If you are reporting loss during training but then report accuracy on your validation (or testing) dataset, it is possible for these two to be only loosely correlated. This is because the model is fitting (minimizing loss) to a certain subset of your total samples throughout the training process, and then tests against new samples that it has never seen before to verify that it generalizes well. The loss against this testing/validation set could be (and probably is) higher than the loss against the training set, so if the two numbers are being reported from different sets, you may not be able to draw comparisons like "loss for 1 GPU case should be lower since its accuracy is lower".

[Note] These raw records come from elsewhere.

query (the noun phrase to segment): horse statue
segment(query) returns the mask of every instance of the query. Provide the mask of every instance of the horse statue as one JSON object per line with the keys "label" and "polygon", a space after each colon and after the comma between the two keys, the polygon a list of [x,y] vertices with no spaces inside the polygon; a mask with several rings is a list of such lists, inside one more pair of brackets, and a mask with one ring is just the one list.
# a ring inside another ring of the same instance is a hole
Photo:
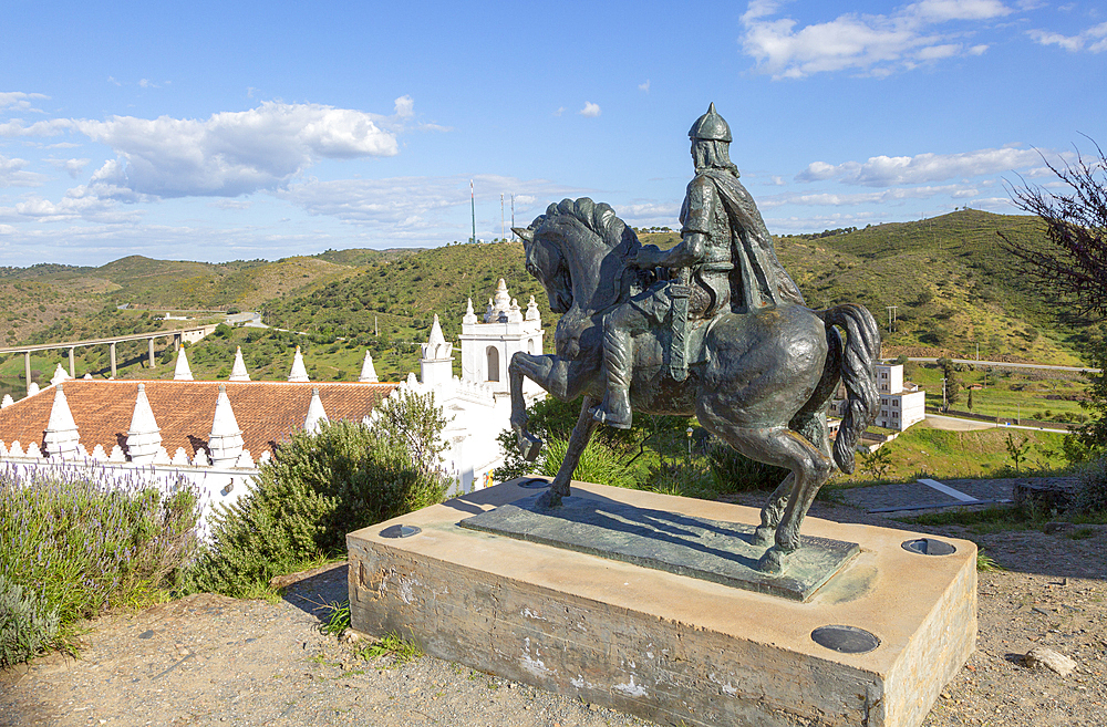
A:
{"label": "horse statue", "polygon": [[[623,260],[641,249],[634,231],[606,204],[591,199],[552,204],[523,238],[527,271],[546,288],[561,313],[556,354],[516,353],[508,372],[511,428],[527,459],[541,442],[527,432],[524,377],[558,399],[583,395],[568,453],[538,507],[556,508],[569,495],[580,455],[598,426],[594,407],[604,395],[601,316],[644,290],[656,274]],[[838,329],[846,333],[842,343]],[[687,373],[676,381],[664,365],[671,332],[634,337],[631,407],[648,414],[695,414],[700,424],[751,459],[790,470],[762,509],[754,543],[767,547],[758,570],[780,573],[799,548],[799,526],[835,465],[853,471],[860,433],[876,414],[872,365],[880,336],[872,315],[857,304],[813,311],[799,304],[722,312],[689,321]],[[669,333],[666,335],[666,333]],[[830,398],[845,383],[847,408],[831,446]]]}

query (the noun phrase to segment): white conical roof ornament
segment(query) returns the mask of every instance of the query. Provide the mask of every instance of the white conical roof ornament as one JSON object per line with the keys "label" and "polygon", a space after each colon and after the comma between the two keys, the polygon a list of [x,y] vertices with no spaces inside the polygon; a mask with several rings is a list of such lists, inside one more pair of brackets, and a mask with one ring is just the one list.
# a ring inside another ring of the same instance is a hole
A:
{"label": "white conical roof ornament", "polygon": [[64,386],[59,383],[54,390],[54,405],[50,408],[50,422],[46,424],[43,444],[48,457],[73,459],[76,457],[81,436],[65,399],[65,392],[62,391]]}
{"label": "white conical roof ornament", "polygon": [[242,430],[238,428],[238,419],[230,408],[227,385],[219,384],[219,398],[215,403],[215,417],[208,436],[211,464],[216,467],[234,467],[242,455]]}
{"label": "white conical roof ornament", "polygon": [[477,322],[477,314],[473,310],[473,299],[468,299],[465,304],[465,315],[462,316],[462,323],[465,325],[472,325]]}
{"label": "white conical roof ornament", "polygon": [[54,370],[54,375],[50,378],[51,384],[60,384],[63,381],[69,381],[72,376],[65,371],[61,364],[58,364],[58,368]]}
{"label": "white conical roof ornament", "polygon": [[425,361],[442,361],[448,359],[454,344],[446,343],[446,336],[442,334],[442,324],[438,322],[438,314],[434,314],[434,322],[431,323],[431,335],[423,344],[423,359]]}
{"label": "white conical roof ornament", "polygon": [[146,397],[146,384],[138,384],[135,411],[131,415],[131,428],[127,429],[127,454],[131,455],[131,461],[149,465],[154,463],[161,447],[162,429],[154,419],[154,409]]}
{"label": "white conical roof ornament", "polygon": [[303,418],[303,430],[308,434],[319,434],[323,422],[328,422],[323,402],[319,398],[319,388],[311,390],[311,402],[308,404],[308,416]]}
{"label": "white conical roof ornament", "polygon": [[173,370],[173,381],[193,381],[193,370],[188,367],[188,356],[182,346],[177,353],[177,365]]}
{"label": "white conical roof ornament", "polygon": [[246,362],[242,361],[242,346],[235,350],[235,365],[230,370],[228,381],[250,381],[250,374],[246,371]]}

Second, if you are distributing the training then you are calculating losses across multiple workers (I believe), but only one accuracy at the end, again against a testing or validation set. Maybe the loss being reported is the best loss seen by any one worker, but overall the average losses were higher.
Basically I do not think we have enough information to decisively say why the loss and accuracy do not seem to correlate the way you expect, but there are a number of ways this could be happening, so I wouldn't dismiss it out of hand.
I've also encountered this issue.
See Accurate, Large Minibatch SGD: Training ImageNet in 1 Hour from Facebook which addresses the same issue. The suggested solution is simply to scale up the learning rate by k (after some reasonable warm-up epochs) for k GPUs.
In practice I've found out that simply summing up the gradients from the GPUs (rather than averaging them) and using the original learning rate sometimes does the job as well.